10.04.18

Clarifai improves General Model 1.5 with machine-labeled datasets

VentureBeat

Computer vision company Clarifai today announced the release of General Model 1.5, which promises better accuracy for generic use of photo analysis powered by AI. The AI is used for a series of use cases ranging from social media and consumer photo understanding to content moderation.

Clarifai launched in 2013 prior to founder and CEO Matt Zeiler being named winner of the ImageNet contest, and General Model is Clarifai’s oldest product. In 2015, Clarifai expanded to video analysis, and the Clarifai Mobile SDK made its debut in 2017.

The latest General Model can recognize up to 11,000 concepts from object detection, as well as things like mood or theme.
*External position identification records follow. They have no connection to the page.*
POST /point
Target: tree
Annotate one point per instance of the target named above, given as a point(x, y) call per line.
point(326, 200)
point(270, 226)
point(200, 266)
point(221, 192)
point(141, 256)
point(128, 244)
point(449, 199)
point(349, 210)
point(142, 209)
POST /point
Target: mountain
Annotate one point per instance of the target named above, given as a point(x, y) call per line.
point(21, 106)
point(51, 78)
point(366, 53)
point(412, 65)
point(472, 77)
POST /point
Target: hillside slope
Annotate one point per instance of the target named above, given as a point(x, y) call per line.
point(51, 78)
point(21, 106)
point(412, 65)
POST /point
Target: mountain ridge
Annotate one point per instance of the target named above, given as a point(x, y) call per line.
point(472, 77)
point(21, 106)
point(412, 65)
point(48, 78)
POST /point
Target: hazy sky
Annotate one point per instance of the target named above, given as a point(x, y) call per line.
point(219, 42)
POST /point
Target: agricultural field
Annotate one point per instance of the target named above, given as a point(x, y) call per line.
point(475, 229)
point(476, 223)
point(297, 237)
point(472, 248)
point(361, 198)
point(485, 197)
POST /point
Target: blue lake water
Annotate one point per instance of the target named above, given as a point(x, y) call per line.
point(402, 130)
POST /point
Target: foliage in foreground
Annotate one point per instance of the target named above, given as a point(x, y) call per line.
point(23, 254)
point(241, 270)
The previous version 1.3 could also identify 11,000 concepts, but 1.5 improves its accuracy by using machine-labeled items for training the algorithm instead of human-labeled images, a technique that helps correct for human error. The new method has led to a 34 percent reduction in errors, a company spokesperson told VentureBeat in an email.

Zeiler calls General Model 1.5 the company’s most robust model to date.

Improvements to General Model will carry over to provide better custom-trained models for customers as well as better performance for Clarifai’s pre-trained models visual search and predict models as well as others built for tasks like facial detection or celebrity recognition.

“It also will help people be able to build custom models on our platform and do visual searches better on our platform because the General Model is kind of the underpinnings of all that technology, and so this really isn’t just prebuilt concepts that’s off the shelf and ready to go, but it also improves the accuracy of those other tools that we have on our platform,” Zeiler said in a phone interview with VentureBeat.

The release of 1.5 follows the recent conversion of several Clarifai models to general availability and follows news earlier this year that Clarifai joined companies such as Google in accepting Department of Defense contracts to lend their computer vision knowledge to Project Maven.